Is the number of repeating units (e.g.,n) defined in every case, or some of them?
where to define n,m,o? in ELN masks?
Is the assignment to one molecule for undefined n and m correct? When should this definition be used? Do we want to use n and m for calculations or are they just placeholders?
Is []n, []m the same molecule as []n, []5?
Do polymers with []10 and []n belong to the same molecule as []10?
Will scientists use n,m,o etc and define n,m,o then in the details? In consequence, polymer samples with different molecular weights will belong to the same molecule?
How to deal with polymers with n = range? The editors currently are not giving the right calculation of the mass. This is because the values provided are usually representing the mean, not the real value that actually belongs to a range.
For which information is important how it was gained? → instruments, conditions?
Should we keep asking about the polymer type? Classification can be based on the polymer being soluble or not (Microgel as a subclass for instance). Most importantly: more work on defining subclasses.
Are the types enough or should we extend them?
- Homopolymers and copolymers are good, but the others are too specific (e.g.,: microgel might not be necessary a substructure). Microgel maybe could be included in a wider class like fiber.
- Rubbers are polymers that can be natural or synthesized, and the crosslinked materials, and networks should be distinguished from other materials, but most cross linking is not well defined and sometimes it is not possible (Challenge to define Cross linked materials), which makes crosslinking very complicated for data management.
- With cross linked sample, we have one macromolecule and it is the same as the polymer.
Graph polymer: what is the best way to include it in the synthesize way (in Chemotion)? Should there be one part or they should be divided?

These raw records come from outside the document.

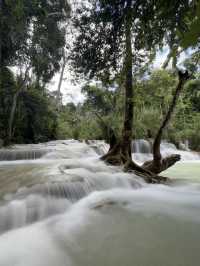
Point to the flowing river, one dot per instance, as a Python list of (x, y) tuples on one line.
[(61, 206)]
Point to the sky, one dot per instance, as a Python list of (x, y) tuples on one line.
[(72, 91)]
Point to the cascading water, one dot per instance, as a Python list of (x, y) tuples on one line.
[(142, 151), (67, 208)]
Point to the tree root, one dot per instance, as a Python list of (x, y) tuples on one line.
[(161, 165)]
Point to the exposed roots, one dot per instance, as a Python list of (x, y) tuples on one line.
[(161, 165), (116, 156)]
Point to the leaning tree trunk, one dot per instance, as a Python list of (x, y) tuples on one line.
[(120, 153), (159, 164), (14, 104), (58, 98), (12, 115)]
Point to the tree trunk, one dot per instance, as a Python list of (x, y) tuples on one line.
[(14, 104), (128, 119), (60, 81), (12, 115), (120, 153), (159, 164)]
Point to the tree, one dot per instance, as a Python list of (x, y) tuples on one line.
[(117, 36), (32, 39)]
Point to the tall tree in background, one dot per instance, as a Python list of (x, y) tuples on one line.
[(116, 36), (32, 39)]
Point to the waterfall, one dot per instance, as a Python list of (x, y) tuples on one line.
[(13, 155), (142, 151), (68, 208)]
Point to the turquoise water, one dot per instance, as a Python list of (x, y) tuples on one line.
[(185, 170)]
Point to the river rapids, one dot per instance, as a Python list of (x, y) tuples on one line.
[(61, 206)]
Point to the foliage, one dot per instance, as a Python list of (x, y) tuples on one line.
[(31, 34)]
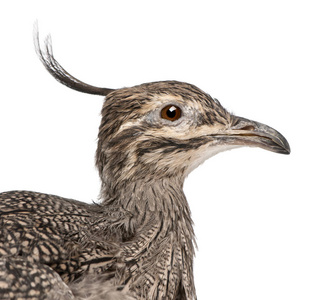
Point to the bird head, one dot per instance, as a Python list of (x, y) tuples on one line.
[(162, 129), (168, 128)]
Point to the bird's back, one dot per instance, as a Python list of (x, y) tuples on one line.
[(52, 234)]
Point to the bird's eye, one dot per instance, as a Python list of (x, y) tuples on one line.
[(171, 113)]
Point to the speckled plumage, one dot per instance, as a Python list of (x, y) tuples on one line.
[(138, 241)]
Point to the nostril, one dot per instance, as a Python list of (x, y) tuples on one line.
[(248, 127)]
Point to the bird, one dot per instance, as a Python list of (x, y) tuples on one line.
[(137, 241)]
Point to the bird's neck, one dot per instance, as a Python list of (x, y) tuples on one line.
[(158, 218), (162, 198)]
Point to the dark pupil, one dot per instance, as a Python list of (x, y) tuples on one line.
[(171, 113)]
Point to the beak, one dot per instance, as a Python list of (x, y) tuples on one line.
[(250, 133)]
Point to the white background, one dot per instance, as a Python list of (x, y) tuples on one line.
[(259, 216)]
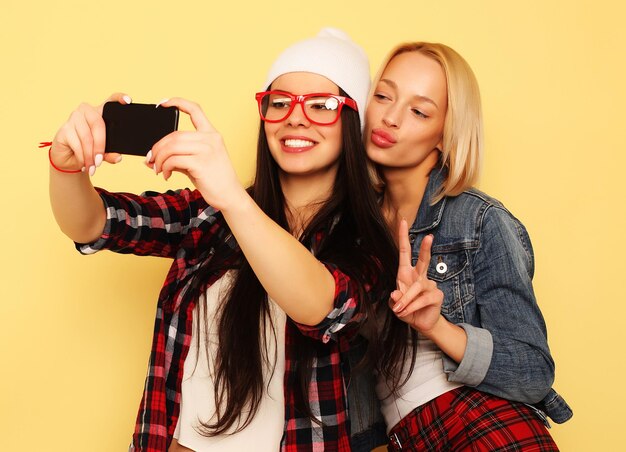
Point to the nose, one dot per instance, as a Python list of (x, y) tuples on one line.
[(297, 116)]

Is it better to provide a detailed definition for the equipment?
Next:
- Polymer identity
- Standardized naming
- Check what the vendor provides to characterize the bought polymer
- ELN:
- Integrate polymer analytical methods
- Polymer procedures:
- Standardized reaction description
- Post modifications procedures description
- Addition of a “polymerization” tab to the reaction element.
- Methods to be provided from an ontology
- Reach out to material scientists to see what other processes needed other than classic reactions (option to have non classical chem. Reactions in ELN).
- Calculate the number/range of repeating Units
- Defining the repeating units
- Giving the molecular mass from e.g., SEC
- Maybe only feasible for homopolymers
- Polymers are sorted together will change with PolymerInChi.
- Collect comments on the template
- Improve Microgel definition
- Provide the analytical method along with the molecular weight.
- Calculate The degree of polymerization from the available fields.
- Additional fields for narrow distribution and for the dispersity might be needed. It can be automatically decided based on defined values available.
- Add temperature.
- Collect screenshots of LAbarchive template from the participants.
- We need examples of instruments and the raw data file in the vendor format and the export csv.
- Chemotion repository:
- Can it help with providing identifiers for polymers? As they are samples not reference compounds?
- MI:
- Synthesis
- Structural Characterization
- Property Characterization
- Consider Polydat approach
- Contact journal editors in the field as they can provide suggestions for the checklist (RSC Polymer Chemistry)
- IUPAC project on polymer, they are working on a brief guide on polymer characterization, a good point to work on.